The walk from the pier to the church of S Maria Assunta is magically removed from the urban. In the winter, one walks passed the shuttered Cipriani and birds in the reeds, to the former cathedral of Venice which dates to the seventh century. Inside its finest decorations in mosaic date to the eleventh and twelfth centuries. A Virgin Hodegetria (she who shows the the way) is stark against a gold background.

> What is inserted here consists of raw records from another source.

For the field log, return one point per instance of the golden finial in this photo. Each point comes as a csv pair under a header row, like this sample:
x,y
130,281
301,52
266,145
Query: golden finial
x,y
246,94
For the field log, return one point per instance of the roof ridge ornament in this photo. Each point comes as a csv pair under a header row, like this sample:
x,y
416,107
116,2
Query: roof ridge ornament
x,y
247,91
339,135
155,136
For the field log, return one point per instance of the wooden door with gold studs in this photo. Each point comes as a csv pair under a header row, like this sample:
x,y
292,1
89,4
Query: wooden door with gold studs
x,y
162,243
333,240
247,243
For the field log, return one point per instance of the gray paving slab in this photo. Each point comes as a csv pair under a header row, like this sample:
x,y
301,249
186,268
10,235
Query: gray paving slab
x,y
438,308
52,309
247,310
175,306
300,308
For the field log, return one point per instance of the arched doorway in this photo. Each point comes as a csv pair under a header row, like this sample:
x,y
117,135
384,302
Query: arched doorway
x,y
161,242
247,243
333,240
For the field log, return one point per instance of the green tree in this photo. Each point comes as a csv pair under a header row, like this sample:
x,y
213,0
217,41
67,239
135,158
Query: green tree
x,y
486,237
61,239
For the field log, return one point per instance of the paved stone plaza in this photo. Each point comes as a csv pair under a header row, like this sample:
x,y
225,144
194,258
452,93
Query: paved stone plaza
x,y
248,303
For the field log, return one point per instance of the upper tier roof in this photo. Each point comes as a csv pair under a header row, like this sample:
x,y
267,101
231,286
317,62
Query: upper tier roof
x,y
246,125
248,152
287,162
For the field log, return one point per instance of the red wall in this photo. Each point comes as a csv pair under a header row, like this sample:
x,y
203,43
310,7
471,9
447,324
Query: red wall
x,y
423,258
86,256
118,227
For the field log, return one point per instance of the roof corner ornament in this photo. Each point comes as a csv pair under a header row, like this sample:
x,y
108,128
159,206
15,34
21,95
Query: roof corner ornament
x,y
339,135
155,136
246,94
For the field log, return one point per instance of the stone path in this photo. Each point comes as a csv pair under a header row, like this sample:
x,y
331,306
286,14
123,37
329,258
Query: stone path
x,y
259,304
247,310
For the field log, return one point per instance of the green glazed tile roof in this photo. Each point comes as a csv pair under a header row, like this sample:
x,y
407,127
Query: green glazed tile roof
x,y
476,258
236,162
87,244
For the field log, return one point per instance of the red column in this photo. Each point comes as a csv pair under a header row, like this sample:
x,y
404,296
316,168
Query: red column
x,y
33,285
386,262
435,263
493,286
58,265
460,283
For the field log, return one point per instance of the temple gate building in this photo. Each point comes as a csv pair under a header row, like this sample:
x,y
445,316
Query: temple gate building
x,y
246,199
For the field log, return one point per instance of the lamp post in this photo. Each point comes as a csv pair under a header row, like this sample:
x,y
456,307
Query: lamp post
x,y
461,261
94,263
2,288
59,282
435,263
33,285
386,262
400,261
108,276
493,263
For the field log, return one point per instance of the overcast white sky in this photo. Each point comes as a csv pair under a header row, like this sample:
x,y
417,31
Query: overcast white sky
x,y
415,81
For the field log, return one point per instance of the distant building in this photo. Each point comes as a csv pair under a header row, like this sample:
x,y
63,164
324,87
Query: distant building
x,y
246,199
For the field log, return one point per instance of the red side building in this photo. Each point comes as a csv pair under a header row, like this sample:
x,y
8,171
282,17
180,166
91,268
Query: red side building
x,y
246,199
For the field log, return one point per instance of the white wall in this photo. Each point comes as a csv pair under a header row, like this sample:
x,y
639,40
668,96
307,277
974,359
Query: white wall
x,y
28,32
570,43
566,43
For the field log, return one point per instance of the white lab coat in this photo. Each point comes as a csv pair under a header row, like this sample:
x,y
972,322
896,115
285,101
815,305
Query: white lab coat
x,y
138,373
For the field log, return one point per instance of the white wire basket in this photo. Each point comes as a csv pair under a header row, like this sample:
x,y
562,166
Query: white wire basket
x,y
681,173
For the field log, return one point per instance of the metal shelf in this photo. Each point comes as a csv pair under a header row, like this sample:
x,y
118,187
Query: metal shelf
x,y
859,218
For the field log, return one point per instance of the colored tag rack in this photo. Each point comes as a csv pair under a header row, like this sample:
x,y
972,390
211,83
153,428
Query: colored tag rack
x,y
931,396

On the interior entrance wall is a complex Last Judgement, following a template that would be the same (more or less) used by Michelangelo in the Sistine Chapel four centuries later. A survival, not a revival, of mosaic – that most Roman of art forms – filtered through the prism of the Eastern Empire at Constantinople in the service of Christianity, and returning by way of the Byzantine exarchate at Ravenna to this quiet island at the northern reaches of the Venetian lagoon.
Devastation caused to Venice by the Black Death in the fourteenth century changed the island’s fortunes, as did the encroaching of the swamps of the lagoon and a resulting increased prevalence of malaria. Pandemics and environmental changes are, of course, nothing new (though our role in their development, and the part we can play in averting them most certainly is). An island which a thousand years ago numbered (perhaps) 20,000 souls, is today very sparsely populated. It’s a little darker when one considers the reasons for its near abandonment, but no less magical. I can’t wait to go back.